Before the widespread introduction of the ABC’s with pictures, until the end of the 19th and beginning of the 20th century, people from different countries of the world were illiterate. The alphabet with pictures turned out to be a circumvented, but insufficient, condition for a revolutionary breakthrough in solving total illiteracy.
Text formats, when the letter size and the number of lines on a page increase or decrease accordingly to the student’s visual perception, were a milestone in the development of universal literacy of the population of any age. Today, many children go to school already knowing how to read!
In musical pedagogy, universal literacy is still a huge problem that negates all the efforts of professionals. Music lessons in public schools do not give reading skills to all children. In music classes with professional tutors, progress is also small: sometimes even graduates perform pieces by memorizing the movements of the hands of the teacher and are not able to read the musical text themselves. The situation echoes the total illiteracy of the population BEFORE creating the ABC’s and transitional text formats.
Meanwhile, a basic approach to reading notes was already laid down 1000 years ago by Guido of Arezzo.
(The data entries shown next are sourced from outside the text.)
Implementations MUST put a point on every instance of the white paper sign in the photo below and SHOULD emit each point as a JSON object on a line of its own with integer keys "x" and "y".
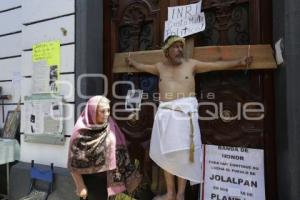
{"x": 184, "y": 27}
{"x": 234, "y": 173}
{"x": 184, "y": 20}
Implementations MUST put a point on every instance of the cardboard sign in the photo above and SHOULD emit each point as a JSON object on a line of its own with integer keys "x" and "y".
{"x": 185, "y": 20}
{"x": 234, "y": 173}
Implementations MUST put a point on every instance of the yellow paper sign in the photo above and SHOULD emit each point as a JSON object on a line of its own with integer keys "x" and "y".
{"x": 48, "y": 51}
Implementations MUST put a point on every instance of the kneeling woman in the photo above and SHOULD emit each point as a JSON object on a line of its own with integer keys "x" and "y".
{"x": 98, "y": 145}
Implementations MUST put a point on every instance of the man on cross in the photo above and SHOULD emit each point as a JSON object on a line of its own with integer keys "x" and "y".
{"x": 176, "y": 140}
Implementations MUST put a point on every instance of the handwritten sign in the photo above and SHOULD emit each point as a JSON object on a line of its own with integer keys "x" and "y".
{"x": 185, "y": 20}
{"x": 186, "y": 11}
{"x": 47, "y": 51}
{"x": 46, "y": 72}
{"x": 234, "y": 173}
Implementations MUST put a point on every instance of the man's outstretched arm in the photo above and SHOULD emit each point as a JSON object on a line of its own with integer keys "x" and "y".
{"x": 141, "y": 67}
{"x": 201, "y": 67}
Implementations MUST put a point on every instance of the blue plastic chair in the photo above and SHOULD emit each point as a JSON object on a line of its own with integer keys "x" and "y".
{"x": 46, "y": 176}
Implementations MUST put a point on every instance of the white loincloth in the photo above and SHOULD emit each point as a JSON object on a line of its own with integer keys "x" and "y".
{"x": 170, "y": 140}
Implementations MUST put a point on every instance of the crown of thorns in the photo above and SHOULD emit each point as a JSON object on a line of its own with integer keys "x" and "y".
{"x": 171, "y": 40}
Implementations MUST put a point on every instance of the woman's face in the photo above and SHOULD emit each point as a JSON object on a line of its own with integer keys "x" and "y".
{"x": 102, "y": 113}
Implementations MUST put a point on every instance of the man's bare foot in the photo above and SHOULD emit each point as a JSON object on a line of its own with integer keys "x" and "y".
{"x": 82, "y": 193}
{"x": 165, "y": 197}
{"x": 180, "y": 197}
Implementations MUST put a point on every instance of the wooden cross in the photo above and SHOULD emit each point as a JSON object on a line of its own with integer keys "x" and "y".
{"x": 262, "y": 56}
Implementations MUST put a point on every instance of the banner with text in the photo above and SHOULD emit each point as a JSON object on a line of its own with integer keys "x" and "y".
{"x": 184, "y": 20}
{"x": 234, "y": 173}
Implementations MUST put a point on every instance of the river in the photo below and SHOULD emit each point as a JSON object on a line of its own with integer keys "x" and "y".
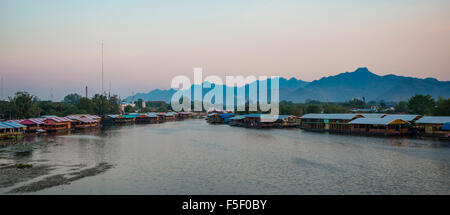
{"x": 193, "y": 157}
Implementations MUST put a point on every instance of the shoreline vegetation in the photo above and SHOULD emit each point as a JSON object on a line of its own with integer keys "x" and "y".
{"x": 75, "y": 112}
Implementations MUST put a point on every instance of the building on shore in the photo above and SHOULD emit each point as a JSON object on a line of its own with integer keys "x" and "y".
{"x": 379, "y": 126}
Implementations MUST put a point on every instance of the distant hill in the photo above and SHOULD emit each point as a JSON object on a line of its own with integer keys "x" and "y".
{"x": 342, "y": 87}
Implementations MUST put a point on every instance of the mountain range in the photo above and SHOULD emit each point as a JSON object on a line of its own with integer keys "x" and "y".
{"x": 342, "y": 87}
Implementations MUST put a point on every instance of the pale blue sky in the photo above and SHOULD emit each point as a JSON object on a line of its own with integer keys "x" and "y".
{"x": 56, "y": 44}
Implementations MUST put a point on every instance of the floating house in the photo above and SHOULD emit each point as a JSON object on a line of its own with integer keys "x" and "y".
{"x": 33, "y": 124}
{"x": 146, "y": 118}
{"x": 433, "y": 126}
{"x": 11, "y": 129}
{"x": 237, "y": 120}
{"x": 328, "y": 122}
{"x": 171, "y": 116}
{"x": 379, "y": 126}
{"x": 113, "y": 119}
{"x": 220, "y": 118}
{"x": 52, "y": 124}
{"x": 84, "y": 121}
{"x": 184, "y": 115}
{"x": 405, "y": 117}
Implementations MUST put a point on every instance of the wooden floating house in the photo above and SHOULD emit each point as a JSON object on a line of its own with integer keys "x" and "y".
{"x": 84, "y": 121}
{"x": 11, "y": 129}
{"x": 219, "y": 118}
{"x": 34, "y": 124}
{"x": 53, "y": 124}
{"x": 379, "y": 126}
{"x": 147, "y": 118}
{"x": 328, "y": 122}
{"x": 435, "y": 126}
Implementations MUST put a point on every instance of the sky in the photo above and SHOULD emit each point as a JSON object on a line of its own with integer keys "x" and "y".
{"x": 47, "y": 44}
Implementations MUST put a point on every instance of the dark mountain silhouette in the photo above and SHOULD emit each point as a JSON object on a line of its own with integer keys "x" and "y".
{"x": 342, "y": 87}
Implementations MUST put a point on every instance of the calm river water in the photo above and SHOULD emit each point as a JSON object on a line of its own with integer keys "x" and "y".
{"x": 193, "y": 157}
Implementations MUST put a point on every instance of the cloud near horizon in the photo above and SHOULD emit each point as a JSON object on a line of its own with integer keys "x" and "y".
{"x": 56, "y": 44}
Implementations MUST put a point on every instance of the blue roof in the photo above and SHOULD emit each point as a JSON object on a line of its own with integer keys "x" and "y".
{"x": 11, "y": 124}
{"x": 446, "y": 126}
{"x": 226, "y": 115}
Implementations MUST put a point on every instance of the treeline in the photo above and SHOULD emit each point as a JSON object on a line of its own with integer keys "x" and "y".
{"x": 418, "y": 104}
{"x": 24, "y": 105}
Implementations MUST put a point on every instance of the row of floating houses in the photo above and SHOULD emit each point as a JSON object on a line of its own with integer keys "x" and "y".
{"x": 14, "y": 128}
{"x": 352, "y": 123}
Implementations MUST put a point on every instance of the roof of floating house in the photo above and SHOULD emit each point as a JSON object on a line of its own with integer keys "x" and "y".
{"x": 373, "y": 115}
{"x": 114, "y": 116}
{"x": 226, "y": 115}
{"x": 239, "y": 117}
{"x": 254, "y": 115}
{"x": 405, "y": 117}
{"x": 16, "y": 120}
{"x": 129, "y": 116}
{"x": 59, "y": 119}
{"x": 433, "y": 120}
{"x": 88, "y": 116}
{"x": 446, "y": 126}
{"x": 33, "y": 121}
{"x": 49, "y": 116}
{"x": 330, "y": 116}
{"x": 11, "y": 124}
{"x": 377, "y": 121}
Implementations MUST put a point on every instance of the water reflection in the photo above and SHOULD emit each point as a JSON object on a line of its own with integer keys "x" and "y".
{"x": 193, "y": 157}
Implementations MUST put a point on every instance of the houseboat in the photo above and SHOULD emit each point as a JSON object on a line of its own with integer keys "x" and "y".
{"x": 433, "y": 126}
{"x": 84, "y": 121}
{"x": 328, "y": 122}
{"x": 220, "y": 118}
{"x": 379, "y": 126}
{"x": 11, "y": 129}
{"x": 34, "y": 124}
{"x": 53, "y": 124}
{"x": 147, "y": 118}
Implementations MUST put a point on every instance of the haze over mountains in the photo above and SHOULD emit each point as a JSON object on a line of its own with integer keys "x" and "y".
{"x": 342, "y": 87}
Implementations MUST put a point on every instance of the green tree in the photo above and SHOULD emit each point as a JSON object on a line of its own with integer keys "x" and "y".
{"x": 421, "y": 104}
{"x": 23, "y": 105}
{"x": 442, "y": 107}
{"x": 72, "y": 98}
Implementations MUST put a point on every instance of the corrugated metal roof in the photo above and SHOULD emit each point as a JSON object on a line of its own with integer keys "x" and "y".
{"x": 433, "y": 120}
{"x": 59, "y": 119}
{"x": 226, "y": 115}
{"x": 239, "y": 117}
{"x": 330, "y": 116}
{"x": 11, "y": 124}
{"x": 446, "y": 126}
{"x": 405, "y": 117}
{"x": 373, "y": 121}
{"x": 38, "y": 121}
{"x": 373, "y": 115}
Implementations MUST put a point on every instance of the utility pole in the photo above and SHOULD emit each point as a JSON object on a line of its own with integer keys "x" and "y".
{"x": 1, "y": 83}
{"x": 102, "y": 71}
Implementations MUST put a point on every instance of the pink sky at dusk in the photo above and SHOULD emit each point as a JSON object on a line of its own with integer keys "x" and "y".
{"x": 56, "y": 44}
The development of writing music, as well as the development of musical instruments, is a direct clue to creating a musical alphabet and various text formats that can be adapted to the visual perception of beginners.
1. Lines and spaces are the key to reading a multi-linear musical text. We know that it was Guido who placed the notes on the lines and in the spaces between them. However, this fundamental part of writing music is truly underestimated by modern music education. The whole essence of reading musical notes lies in a person’s ability to navigate among lines and spaces.
Modern and poorly working musical pedagogy comes from musical notes and keys with no regards to their placement on the staff (learning octaves, locating the keys next to 2 and 3 black keys, the study of each note separately by name, even by color coding each note). In fact, organizing notes on 5 + 5 lines is more efficient.
2. Sound and sign are part of a single whole. If in the ABC’s A, there is “apple,” which helps to “stretch” the sound with the help of a picture, then in music, this role is played by solmization. Guido of Arezzo created this system and combined the solfeggio syllables with the precise sound of the corresponding vibration of the monochord. All this was also connected with the student's ability to see the sounding syllable on the lines and between the lines of the music score.
However, with the development of written polyphony, a clear visual connection between the pitch of the notes and their symbols was broken.
Turning the stave with the keys up helps to restore the visual unity of each note with the key, which reunites the sound and the sign and helps each student to develop both visual and auditory reading of the text, playing both treble and bass simultaneously.
Guido connected the lines with “white keys.” In his era, before the creation of the keys, there was only one prototype of the black key--B flat (to avoid the triton between fa and ti). The study of musical writing with the primary involvement of black keys violates Guido's plan and leads students away from direct interaction with the sign and sound.
3. Creation of the Grand Staff as the most convenient system for recording multi-linear sheet music. In the days of Guido, the keys “floated” according to the singing range of the choir singers. This is what has led modern musical pedagogy to a standstill.
However, the Grand Staff range was already laid down by the great Benedictine and was described by him in the treatise “Micrologus”: from the G of the small Octave to D of the second “and higher.”
Lines are “human fingers.”
The left hand, bass key from the thumb to the little finger: A-F-D-B-G.
The right hand is the treble clef from the thumb: E-G-B-D-F.
Middle C is a 0 (zero) in such a “thermometer.” Lines should be counted from 0 (zero) symmetrically. Bass and treble clefs are part of a single whole. Index fingers indicate the location of the keys G and F.
This forces a radical revision of music theory textbooks, in which the keys are studied separately and the bass lines are counted from the bottom up.
4. The visual focus of a person physiologically works pointwise. First, the child learns to focus on one object then learns to read among the lines or to move the eye’s focus from object to object. Guido's musical notation was initially single lined.
However, with the development of written polyphony, the musical text turned into a “chessboard” for unprepared visual perception. It is advisable to return one line to the elementary education, as Guido had planned, but without cutting the stave to one key. It is enough to use the vertical line from button up (bass to treble) per real time unit.
5. Note-sound as a process. It is known that music is a timing language. Each duration has a beginning, development and completion. In Guido's time, the duration of each note was easily conveyed by the text of the prayer.
Modern pedagogy is deprived of this resource. In this regard, one of the most important means for transmitting the procedural nature of a musical text is interactive computer graphics.
The beginning, development, and completion of each duration is easy to convey with the interactive animation of a blossoming flower, from the bud to the full opening of the petals. In this sense, modern technology is an indispensable tool for communicating in real time with musical texts.
6. Text formats from alphabetical to traditional. Modern ineffective musical pedagogy is trying to adjust the student's visual perception to an inflexible format of musical text, which largely makes music notation an unfriendly interface and scares away a huge amount of the population from musical literacy.
Modern computer technologies easily transform a musical text from alphabetical to traditional and help any beginner choose the format that is most convenient for perception and move from simple to complex as easily and simply as from a picture book to a chapter book and novel.
All these most important facts (which have been missed by modern pedagogy) have been implemented by a flexible text submission system called Soft Way to Mozart.
This program is a development of the alphabetical approach in communicating with musical text, conceived by Guido of Arezzo 1000 years ago. This approach with its software is a breakthrough in music education.
Testing in 60 countries with students from 2 years of age, as well as special-needs children leaves no doubt: this is the way that will help spread musical literacy throughout the general population, which will bring the development of musical language to a new, more progressive level.